Monday, January 3, 2011

Thrilling Men

Day 329 of the "What are you reading, and why?" project and Ted is reading The Universe in a Single Atom, by the Dalai Lama, because his daughter gave it to him for Christmas.  "He's reading it because I gave him the book," says Kim, "knowing he is interested in the science but thinking it would expand his horizons to read something by the D.L.  He said it is interesting, and he mixes reading it up with reading some mystery/spy thriller.  Just for balance because he, too, is a Libra, like me!"


Men and their thrillers!


I woke up thinking about men...pause*...and how they are so often the ones who buy serious stacks of poetry from me at Babbitt's. Women do, too, of course, and you'll recall the recent Sylvia Plath extravaganza, but I realized in bed this morning...pause*...that it is very often young men, some of them graduate students, doing some combination of private study and university project, who buy a series of books by one poet or a set of related poets.  (I see this as a local coincidence, not a gender fact.)

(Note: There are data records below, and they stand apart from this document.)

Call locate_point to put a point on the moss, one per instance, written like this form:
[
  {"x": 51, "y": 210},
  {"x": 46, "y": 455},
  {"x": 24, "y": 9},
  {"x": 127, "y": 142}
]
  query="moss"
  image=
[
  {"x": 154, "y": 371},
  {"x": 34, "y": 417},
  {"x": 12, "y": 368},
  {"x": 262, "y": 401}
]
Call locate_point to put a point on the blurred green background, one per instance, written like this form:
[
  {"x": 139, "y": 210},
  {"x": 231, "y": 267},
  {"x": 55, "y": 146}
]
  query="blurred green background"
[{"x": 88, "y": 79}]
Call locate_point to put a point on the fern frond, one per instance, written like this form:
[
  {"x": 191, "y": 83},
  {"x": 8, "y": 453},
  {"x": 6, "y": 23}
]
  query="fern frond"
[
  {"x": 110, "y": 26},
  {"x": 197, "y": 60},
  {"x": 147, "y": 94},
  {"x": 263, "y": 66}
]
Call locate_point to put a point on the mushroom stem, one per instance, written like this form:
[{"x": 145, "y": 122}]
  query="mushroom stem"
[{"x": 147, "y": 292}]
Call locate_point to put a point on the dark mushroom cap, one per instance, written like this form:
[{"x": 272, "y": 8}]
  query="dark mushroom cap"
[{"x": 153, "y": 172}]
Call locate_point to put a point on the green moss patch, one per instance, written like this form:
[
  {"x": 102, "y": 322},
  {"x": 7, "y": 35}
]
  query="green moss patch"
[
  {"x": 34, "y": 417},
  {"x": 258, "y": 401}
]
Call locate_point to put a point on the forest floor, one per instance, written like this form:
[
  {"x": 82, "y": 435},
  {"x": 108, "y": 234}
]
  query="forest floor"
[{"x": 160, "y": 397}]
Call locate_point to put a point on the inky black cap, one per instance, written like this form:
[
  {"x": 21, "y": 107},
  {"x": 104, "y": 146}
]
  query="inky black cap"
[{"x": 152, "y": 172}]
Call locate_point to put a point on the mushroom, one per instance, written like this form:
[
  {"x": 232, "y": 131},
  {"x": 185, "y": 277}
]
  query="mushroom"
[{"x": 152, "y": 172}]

For example, Jeffrey, yesterday, bought books by William Everson, Kenneth Rexroth, and Robert Creeley.  I think Robinson Jeffers would have rounded out the trio, but Jeffrey probably already has Robinson Jeffers, a California poet like Everson and Rexroth, though Jeffers is connected to Carmel and Big Sur, while the other two are connected to San Francisco.  Jeffers died in 1962, but the others were writing through the 1950s and 1960s, and snapping along with the Beat poets.  


Brief Dalai Lama connection.  Everson converted to Catholicism and became the monk Brother Antonius.

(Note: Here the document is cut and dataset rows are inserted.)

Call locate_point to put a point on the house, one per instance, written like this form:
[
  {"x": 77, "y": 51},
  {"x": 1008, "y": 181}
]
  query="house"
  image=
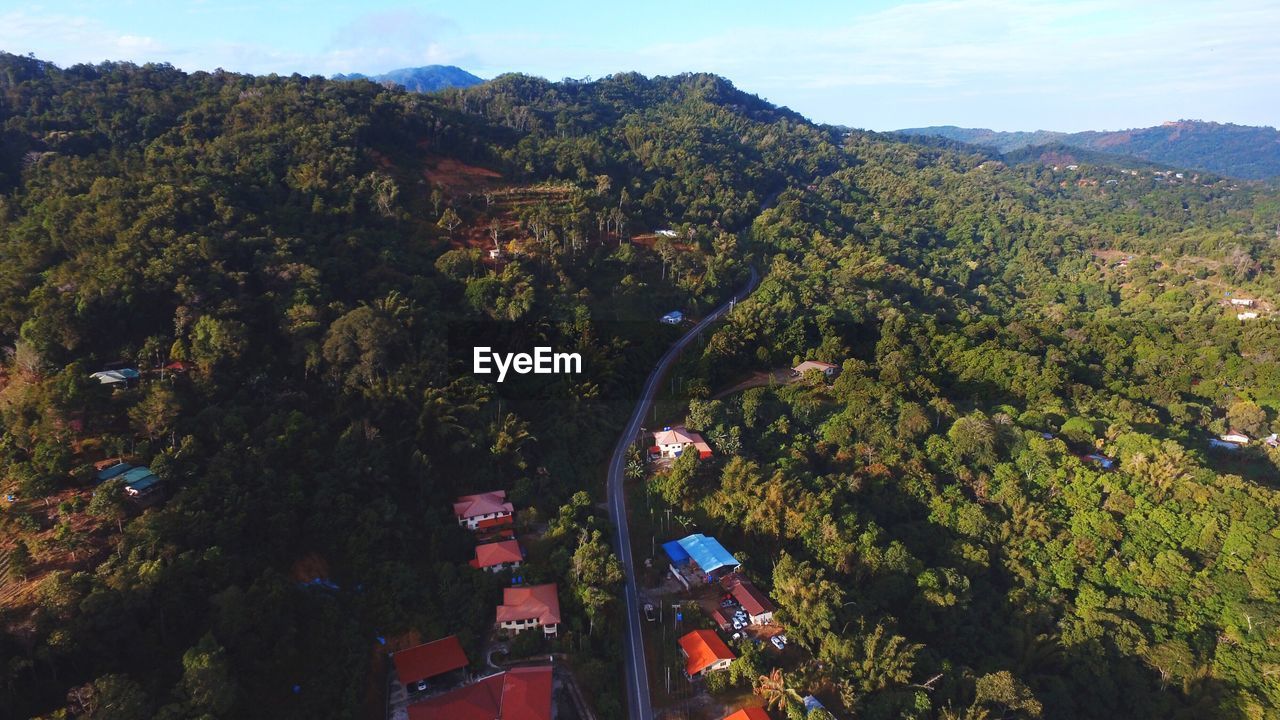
[
  {"x": 115, "y": 379},
  {"x": 498, "y": 556},
  {"x": 1101, "y": 460},
  {"x": 529, "y": 606},
  {"x": 707, "y": 555},
  {"x": 704, "y": 652},
  {"x": 484, "y": 510},
  {"x": 827, "y": 368},
  {"x": 520, "y": 693},
  {"x": 759, "y": 607},
  {"x": 749, "y": 714},
  {"x": 671, "y": 442},
  {"x": 438, "y": 662}
]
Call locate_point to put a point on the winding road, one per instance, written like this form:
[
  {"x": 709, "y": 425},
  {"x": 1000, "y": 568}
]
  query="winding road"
[{"x": 639, "y": 703}]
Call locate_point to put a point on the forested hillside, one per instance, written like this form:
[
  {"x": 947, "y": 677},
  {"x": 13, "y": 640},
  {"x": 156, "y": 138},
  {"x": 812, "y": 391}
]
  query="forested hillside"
[
  {"x": 1232, "y": 150},
  {"x": 286, "y": 260}
]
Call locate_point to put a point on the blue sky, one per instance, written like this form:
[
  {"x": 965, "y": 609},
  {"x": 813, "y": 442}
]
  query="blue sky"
[{"x": 1006, "y": 64}]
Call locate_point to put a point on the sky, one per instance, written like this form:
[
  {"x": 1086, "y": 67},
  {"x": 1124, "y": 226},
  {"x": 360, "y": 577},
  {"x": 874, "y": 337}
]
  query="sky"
[{"x": 878, "y": 64}]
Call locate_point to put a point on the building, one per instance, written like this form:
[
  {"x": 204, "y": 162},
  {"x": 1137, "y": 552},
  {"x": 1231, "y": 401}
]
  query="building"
[
  {"x": 827, "y": 368},
  {"x": 759, "y": 607},
  {"x": 437, "y": 662},
  {"x": 483, "y": 511},
  {"x": 671, "y": 442},
  {"x": 124, "y": 377},
  {"x": 749, "y": 714},
  {"x": 498, "y": 556},
  {"x": 520, "y": 693},
  {"x": 530, "y": 606},
  {"x": 698, "y": 552},
  {"x": 704, "y": 652}
]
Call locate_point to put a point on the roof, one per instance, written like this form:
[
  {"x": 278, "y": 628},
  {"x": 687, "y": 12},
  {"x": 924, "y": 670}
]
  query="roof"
[
  {"x": 428, "y": 660},
  {"x": 749, "y": 714},
  {"x": 750, "y": 597},
  {"x": 497, "y": 554},
  {"x": 813, "y": 365},
  {"x": 520, "y": 693},
  {"x": 703, "y": 648},
  {"x": 675, "y": 552},
  {"x": 530, "y": 601},
  {"x": 483, "y": 504},
  {"x": 708, "y": 552},
  {"x": 676, "y": 436}
]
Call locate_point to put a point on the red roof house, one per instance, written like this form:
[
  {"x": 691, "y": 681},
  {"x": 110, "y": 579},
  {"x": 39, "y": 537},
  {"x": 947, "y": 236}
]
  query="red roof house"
[
  {"x": 498, "y": 556},
  {"x": 749, "y": 714},
  {"x": 704, "y": 652},
  {"x": 429, "y": 660},
  {"x": 520, "y": 693},
  {"x": 474, "y": 509},
  {"x": 529, "y": 606}
]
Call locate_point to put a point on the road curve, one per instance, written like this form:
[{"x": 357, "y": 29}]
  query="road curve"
[{"x": 639, "y": 703}]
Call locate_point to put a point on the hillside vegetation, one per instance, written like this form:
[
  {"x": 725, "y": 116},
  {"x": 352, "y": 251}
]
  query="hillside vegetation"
[{"x": 314, "y": 250}]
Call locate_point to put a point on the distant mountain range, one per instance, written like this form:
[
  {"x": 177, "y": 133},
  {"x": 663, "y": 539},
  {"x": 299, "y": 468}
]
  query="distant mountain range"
[
  {"x": 428, "y": 78},
  {"x": 1242, "y": 151}
]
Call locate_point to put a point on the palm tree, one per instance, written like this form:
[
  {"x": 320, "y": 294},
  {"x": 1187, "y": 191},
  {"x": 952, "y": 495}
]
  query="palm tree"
[{"x": 775, "y": 689}]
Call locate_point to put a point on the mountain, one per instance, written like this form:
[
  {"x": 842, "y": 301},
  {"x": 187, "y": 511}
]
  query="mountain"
[
  {"x": 428, "y": 78},
  {"x": 300, "y": 270},
  {"x": 1240, "y": 151}
]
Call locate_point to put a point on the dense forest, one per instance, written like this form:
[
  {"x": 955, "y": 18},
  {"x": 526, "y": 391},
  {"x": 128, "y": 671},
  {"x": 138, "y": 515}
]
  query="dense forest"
[{"x": 293, "y": 261}]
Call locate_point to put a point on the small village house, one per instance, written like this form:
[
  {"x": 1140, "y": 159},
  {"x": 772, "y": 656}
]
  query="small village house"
[
  {"x": 531, "y": 606},
  {"x": 671, "y": 442},
  {"x": 498, "y": 556},
  {"x": 484, "y": 510},
  {"x": 704, "y": 652},
  {"x": 520, "y": 693},
  {"x": 827, "y": 368},
  {"x": 439, "y": 662}
]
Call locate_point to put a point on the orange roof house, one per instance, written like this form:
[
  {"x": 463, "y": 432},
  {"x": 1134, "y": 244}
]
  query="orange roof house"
[
  {"x": 529, "y": 606},
  {"x": 429, "y": 660},
  {"x": 497, "y": 556},
  {"x": 520, "y": 693},
  {"x": 704, "y": 652},
  {"x": 474, "y": 509},
  {"x": 673, "y": 441},
  {"x": 749, "y": 714}
]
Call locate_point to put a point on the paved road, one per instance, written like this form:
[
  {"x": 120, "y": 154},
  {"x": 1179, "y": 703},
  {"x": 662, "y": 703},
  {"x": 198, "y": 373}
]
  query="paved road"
[{"x": 639, "y": 703}]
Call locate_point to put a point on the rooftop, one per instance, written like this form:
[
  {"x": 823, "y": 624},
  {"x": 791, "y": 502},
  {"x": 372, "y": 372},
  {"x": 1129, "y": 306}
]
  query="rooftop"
[
  {"x": 497, "y": 554},
  {"x": 428, "y": 660},
  {"x": 483, "y": 504},
  {"x": 530, "y": 601},
  {"x": 520, "y": 693},
  {"x": 703, "y": 648}
]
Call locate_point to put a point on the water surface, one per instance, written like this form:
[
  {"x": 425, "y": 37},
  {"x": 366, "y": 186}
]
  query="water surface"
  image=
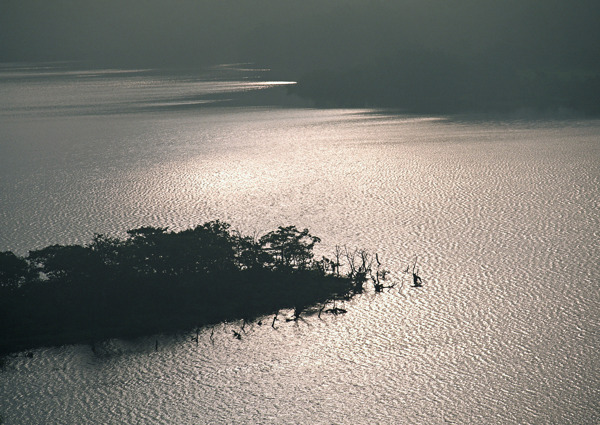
[{"x": 502, "y": 214}]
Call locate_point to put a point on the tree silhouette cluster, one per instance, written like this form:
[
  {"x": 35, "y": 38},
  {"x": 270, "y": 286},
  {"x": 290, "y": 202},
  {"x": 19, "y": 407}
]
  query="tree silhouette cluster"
[{"x": 156, "y": 280}]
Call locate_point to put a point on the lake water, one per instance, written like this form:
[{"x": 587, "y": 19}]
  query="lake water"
[{"x": 503, "y": 215}]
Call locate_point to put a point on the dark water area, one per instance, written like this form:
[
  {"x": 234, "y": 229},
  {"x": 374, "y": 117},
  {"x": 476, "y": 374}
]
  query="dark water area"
[{"x": 502, "y": 214}]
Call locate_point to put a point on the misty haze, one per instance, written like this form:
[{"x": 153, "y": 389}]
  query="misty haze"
[{"x": 265, "y": 211}]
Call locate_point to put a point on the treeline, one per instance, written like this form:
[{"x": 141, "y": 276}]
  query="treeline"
[{"x": 156, "y": 280}]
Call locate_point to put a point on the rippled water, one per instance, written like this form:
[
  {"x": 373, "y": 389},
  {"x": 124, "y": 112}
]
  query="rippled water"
[{"x": 503, "y": 216}]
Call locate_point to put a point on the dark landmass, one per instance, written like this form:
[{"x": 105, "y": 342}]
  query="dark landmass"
[
  {"x": 433, "y": 82},
  {"x": 418, "y": 56},
  {"x": 160, "y": 281}
]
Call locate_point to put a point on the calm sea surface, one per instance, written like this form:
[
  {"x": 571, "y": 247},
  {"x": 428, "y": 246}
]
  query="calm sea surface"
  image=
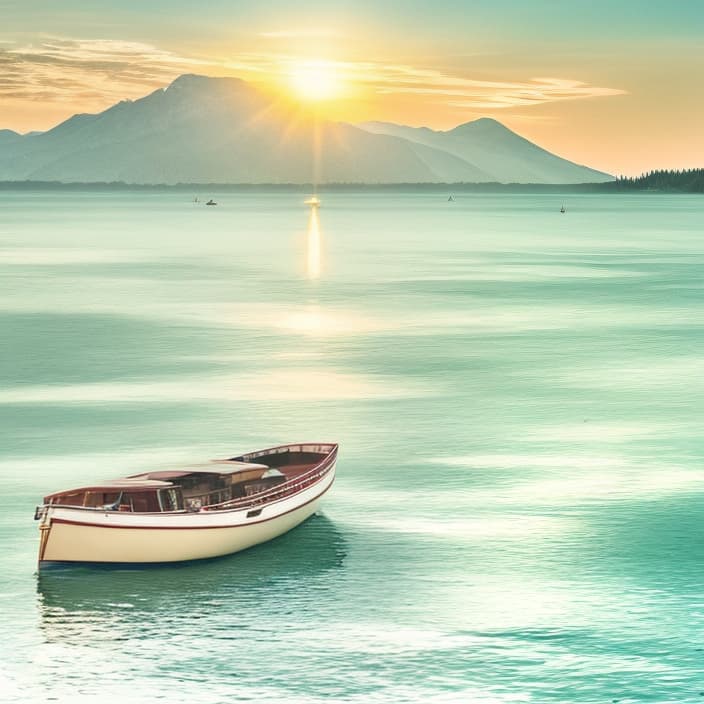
[{"x": 518, "y": 396}]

But Brother Antonius left monkery to marry a woman and later studied and edited Robinson Jeffers!


Robert Creeley was from New England and is associated with Black Mountain College in North Carolina and Black Mountain Review, another strand in the poetry of the 1950s and 1960s, but he intersects with Allen Ginsberg, which brings us back to the Beats.  So there are thrilling connections here, though I think of Ginsberg's long "Howl" and Creeley's compression as a thrilling contrast in poetic styles.


*pause to giggle, muse, whatever you like, but I was just thinking, and then I got up and made coffee.

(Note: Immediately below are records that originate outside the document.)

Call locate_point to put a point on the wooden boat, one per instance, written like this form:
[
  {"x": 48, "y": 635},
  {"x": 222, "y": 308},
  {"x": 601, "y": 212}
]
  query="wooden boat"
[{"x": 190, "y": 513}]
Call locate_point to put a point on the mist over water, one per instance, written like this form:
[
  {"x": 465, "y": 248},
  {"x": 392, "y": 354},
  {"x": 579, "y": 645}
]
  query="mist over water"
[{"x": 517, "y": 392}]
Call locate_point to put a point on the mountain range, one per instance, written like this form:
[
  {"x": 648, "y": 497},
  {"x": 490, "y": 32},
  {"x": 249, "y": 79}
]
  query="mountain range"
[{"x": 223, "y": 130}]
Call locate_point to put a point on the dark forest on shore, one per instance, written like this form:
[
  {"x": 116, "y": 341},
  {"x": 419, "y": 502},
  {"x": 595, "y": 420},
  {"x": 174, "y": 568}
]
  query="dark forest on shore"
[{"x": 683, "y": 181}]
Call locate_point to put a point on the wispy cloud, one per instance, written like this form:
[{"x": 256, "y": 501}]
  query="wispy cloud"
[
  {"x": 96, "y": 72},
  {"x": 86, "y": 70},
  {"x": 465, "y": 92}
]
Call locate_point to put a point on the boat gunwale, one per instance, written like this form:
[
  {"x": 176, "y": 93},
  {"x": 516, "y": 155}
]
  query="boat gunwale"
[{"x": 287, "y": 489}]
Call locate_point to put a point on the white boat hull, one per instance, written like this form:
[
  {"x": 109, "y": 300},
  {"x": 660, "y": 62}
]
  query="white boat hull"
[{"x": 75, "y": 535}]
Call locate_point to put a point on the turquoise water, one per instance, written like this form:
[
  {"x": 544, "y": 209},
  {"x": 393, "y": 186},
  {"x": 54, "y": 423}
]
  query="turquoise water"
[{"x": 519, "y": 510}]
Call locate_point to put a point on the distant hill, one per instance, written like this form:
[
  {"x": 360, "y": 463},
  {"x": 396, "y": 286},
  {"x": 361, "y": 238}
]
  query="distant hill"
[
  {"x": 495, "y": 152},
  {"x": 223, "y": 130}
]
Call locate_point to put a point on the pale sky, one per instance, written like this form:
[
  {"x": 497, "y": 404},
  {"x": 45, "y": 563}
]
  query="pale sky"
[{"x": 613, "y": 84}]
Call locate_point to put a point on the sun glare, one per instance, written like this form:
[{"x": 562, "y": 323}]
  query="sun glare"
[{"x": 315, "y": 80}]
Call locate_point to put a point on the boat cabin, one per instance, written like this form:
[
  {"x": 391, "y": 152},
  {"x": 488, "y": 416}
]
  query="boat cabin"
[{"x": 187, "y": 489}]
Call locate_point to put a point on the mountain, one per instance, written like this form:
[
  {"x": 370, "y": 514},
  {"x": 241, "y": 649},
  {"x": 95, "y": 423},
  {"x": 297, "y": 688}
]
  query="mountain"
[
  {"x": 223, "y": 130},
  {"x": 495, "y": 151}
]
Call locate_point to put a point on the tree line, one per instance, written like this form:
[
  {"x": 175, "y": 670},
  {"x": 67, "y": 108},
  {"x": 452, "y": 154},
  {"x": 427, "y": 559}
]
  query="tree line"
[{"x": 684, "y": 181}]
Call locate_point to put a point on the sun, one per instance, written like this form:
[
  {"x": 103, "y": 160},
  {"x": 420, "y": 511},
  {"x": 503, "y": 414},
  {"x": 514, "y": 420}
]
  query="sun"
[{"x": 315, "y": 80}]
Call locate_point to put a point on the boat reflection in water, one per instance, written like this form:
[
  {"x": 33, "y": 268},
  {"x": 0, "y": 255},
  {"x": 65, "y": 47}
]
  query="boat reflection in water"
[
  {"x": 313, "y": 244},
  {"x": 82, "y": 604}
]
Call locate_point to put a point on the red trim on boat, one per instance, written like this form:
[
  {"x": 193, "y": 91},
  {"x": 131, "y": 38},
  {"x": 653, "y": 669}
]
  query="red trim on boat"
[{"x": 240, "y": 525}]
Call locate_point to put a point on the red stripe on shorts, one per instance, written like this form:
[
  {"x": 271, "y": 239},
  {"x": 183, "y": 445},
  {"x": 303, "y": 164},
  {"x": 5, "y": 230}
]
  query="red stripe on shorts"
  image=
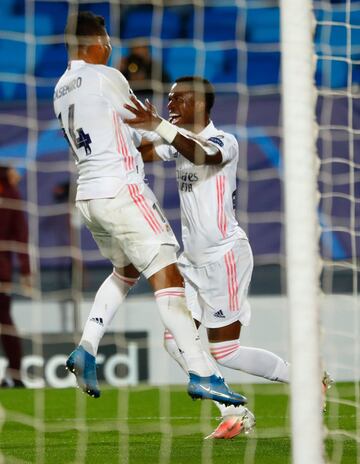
[
  {"x": 232, "y": 280},
  {"x": 220, "y": 191},
  {"x": 141, "y": 203},
  {"x": 122, "y": 145}
]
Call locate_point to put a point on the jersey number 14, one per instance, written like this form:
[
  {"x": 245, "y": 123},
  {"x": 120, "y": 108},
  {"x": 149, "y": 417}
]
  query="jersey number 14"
[{"x": 79, "y": 140}]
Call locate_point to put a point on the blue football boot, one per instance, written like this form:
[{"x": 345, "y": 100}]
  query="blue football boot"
[
  {"x": 213, "y": 388},
  {"x": 83, "y": 365}
]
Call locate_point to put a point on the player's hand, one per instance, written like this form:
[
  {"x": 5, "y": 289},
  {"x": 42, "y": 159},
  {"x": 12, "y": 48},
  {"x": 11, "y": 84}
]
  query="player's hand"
[{"x": 146, "y": 115}]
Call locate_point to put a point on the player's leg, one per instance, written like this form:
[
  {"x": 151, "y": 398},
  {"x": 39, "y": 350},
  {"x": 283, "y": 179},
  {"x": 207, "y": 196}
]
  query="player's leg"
[
  {"x": 82, "y": 361},
  {"x": 235, "y": 419},
  {"x": 226, "y": 349},
  {"x": 167, "y": 283},
  {"x": 108, "y": 299},
  {"x": 10, "y": 342}
]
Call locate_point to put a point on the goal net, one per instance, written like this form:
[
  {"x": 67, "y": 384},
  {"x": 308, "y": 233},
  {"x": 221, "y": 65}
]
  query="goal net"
[{"x": 236, "y": 44}]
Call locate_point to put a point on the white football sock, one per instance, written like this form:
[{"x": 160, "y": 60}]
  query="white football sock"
[
  {"x": 107, "y": 301},
  {"x": 177, "y": 319},
  {"x": 173, "y": 350},
  {"x": 255, "y": 361}
]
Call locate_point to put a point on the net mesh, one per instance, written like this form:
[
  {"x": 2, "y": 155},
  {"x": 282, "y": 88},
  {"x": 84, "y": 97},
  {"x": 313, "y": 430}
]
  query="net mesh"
[{"x": 235, "y": 44}]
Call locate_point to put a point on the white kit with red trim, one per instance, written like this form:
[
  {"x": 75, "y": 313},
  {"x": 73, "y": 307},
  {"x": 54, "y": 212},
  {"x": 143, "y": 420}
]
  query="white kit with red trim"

Oh, and did I mention the tall, handsome former body builder buying books yesterday on health and fitness?  We had a conversation about yoga and the common sense wisdom of many health writers of the past.  He was buying a book on body fitness first published in the late 1800's.  Wisdom in the past!  What a thrill.

3 comments:

Kathleen said...

If you click the atom, it will move! Thrillingly!

Sandy Longhorn said...

Yes, thrillingly!

Maureen said...

Now by what magic did you get those atoms to move?

I realized yesterday I had not been following your blog and while I can't make up for all the posts past, I can begin (and do) with today's and look forward to those yet to come.

I did not know Everson had been a monk.